Un lien qui marche pour la VO.

Merci pour la découverte de ce poème ! C'est rigolo le plaisir énorme que l'on a à lire quelque chose d'aussi morbide :wink: .

Le style est chargé mais ça nous colle au texte au lieu de nous en éloigner.

Comme toi, je pense que les répétitions y sont pour beaucoup.

Ce n'est pas qu'un procédé : le ressassement est vraiment le coeur du texte. A ce propos, même le narrateur est dédoublé puisqu'il y a lui...et son âme.

...bégaiement de l'âme... lapsus de la mémoire ...de quoi ravir nos amis psychanalistes.

C'est très beau aussi de ne pas décrire la scène traumatique en elle-même mais son souvenir, dans un texte où, du coup, passé et avenir ne font qu'un.

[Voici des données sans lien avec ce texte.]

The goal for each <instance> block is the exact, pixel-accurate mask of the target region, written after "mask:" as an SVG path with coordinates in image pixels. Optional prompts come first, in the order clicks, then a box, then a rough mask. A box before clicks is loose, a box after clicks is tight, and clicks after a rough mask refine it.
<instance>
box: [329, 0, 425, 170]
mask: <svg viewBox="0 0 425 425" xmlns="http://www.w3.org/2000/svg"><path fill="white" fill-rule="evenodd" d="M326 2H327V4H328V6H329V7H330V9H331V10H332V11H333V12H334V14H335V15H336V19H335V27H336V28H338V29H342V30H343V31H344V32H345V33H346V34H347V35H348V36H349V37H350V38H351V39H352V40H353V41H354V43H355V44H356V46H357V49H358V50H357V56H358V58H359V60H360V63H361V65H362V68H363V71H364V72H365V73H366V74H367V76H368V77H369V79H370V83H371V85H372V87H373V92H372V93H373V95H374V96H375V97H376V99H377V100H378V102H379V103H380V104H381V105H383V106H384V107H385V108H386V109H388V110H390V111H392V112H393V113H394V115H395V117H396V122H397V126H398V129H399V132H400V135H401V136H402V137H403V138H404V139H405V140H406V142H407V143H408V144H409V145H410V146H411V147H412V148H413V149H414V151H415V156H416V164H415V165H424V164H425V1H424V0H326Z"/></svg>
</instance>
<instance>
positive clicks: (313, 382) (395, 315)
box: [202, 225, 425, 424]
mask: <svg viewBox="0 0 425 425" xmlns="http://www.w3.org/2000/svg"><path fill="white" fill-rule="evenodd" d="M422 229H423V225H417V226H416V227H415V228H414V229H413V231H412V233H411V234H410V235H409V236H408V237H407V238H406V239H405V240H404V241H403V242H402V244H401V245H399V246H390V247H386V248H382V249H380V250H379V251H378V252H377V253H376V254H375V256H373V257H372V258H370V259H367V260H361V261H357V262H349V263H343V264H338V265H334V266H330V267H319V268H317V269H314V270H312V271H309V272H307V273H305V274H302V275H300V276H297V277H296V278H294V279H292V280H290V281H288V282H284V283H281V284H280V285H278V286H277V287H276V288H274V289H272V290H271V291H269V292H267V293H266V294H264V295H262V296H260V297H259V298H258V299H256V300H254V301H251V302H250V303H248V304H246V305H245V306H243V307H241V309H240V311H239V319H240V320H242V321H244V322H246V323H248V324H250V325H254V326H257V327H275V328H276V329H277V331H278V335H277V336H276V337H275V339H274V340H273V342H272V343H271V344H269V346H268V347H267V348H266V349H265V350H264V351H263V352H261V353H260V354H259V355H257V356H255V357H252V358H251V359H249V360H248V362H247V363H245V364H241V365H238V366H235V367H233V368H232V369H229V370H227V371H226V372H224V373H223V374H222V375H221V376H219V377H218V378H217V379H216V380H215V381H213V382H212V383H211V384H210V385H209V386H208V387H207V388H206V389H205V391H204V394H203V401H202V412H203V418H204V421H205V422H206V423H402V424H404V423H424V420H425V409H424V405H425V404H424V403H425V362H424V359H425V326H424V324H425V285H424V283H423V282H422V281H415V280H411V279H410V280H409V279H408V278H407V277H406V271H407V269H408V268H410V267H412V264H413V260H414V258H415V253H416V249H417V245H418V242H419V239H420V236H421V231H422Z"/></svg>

Ca n'a peut être rien à voir mais ça me fait un peu penser aux films de M.Night Shyamalan. La catastrophe n'est jamais filmée mais ce sont ses contrecoups , parfois lointains, qui l'intéressent..(La mort du protagoniste dans Sixième sens, le décès de la mère dans Signes, le faux village dans le village).

L'écho de la catastrophe est plus beau que la catastrophe en elle même. D'où l'utilisation des reflets dans ses films je crois..mais pas sûr et puis c'est hors sujet. :lol:

Pour le Lion, je suis comme toi un peu perdu...c'est, je crois, la seule image qui ne relève pas de la mélancolie, bien qu'elle fasse planer comme une menace. Trop royal, trop solaire.